Butterflies have a one-century grace period in Ixbiliada.

A Point of Divergence in 1081 is just this side of plausible for the survival of al-Andalus (at least in its native form, rather than as an extension of a Berber empire.) It also has some unfortunate side effects, like butterflying a number of recognizable names out of existence - St. Dominic, Averroes, the Rambam, you get the idea - and by rights this should make the world completely unrecognizable. (Which is especially serious because it means that the more important works of the Convivencia period - the Mishneh Torah, the Guide to the Perplexed, the Incoherence of the Incoherence, etc. - can't be assumed.)

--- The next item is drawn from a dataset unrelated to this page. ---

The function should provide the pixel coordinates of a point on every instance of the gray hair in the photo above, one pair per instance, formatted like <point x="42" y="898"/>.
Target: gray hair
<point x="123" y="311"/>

My rule of thumb is, thus, that (within Iberia itself, at least) there's a 100-year grace period in which intellectually important people can still be born. Everybody else has a (100-years from PoD)% chance of being butterflied away, unless there's reasons to make that chance lower sooner.

It's worth noting, though, that the changes are going to start earlier; even if Fame Equals Birth, it doesn't equal an exactly identical history. I'm going to gloss these changes because this is an alternate history, not a character study; ibn Bajjah's entire life is going to be colored by the Aragonese conquest of Zaragoza around the time he was born, but is that going to change the nature of his writing? Probably not.

Once I get out of the Middle Ages, all bets are off.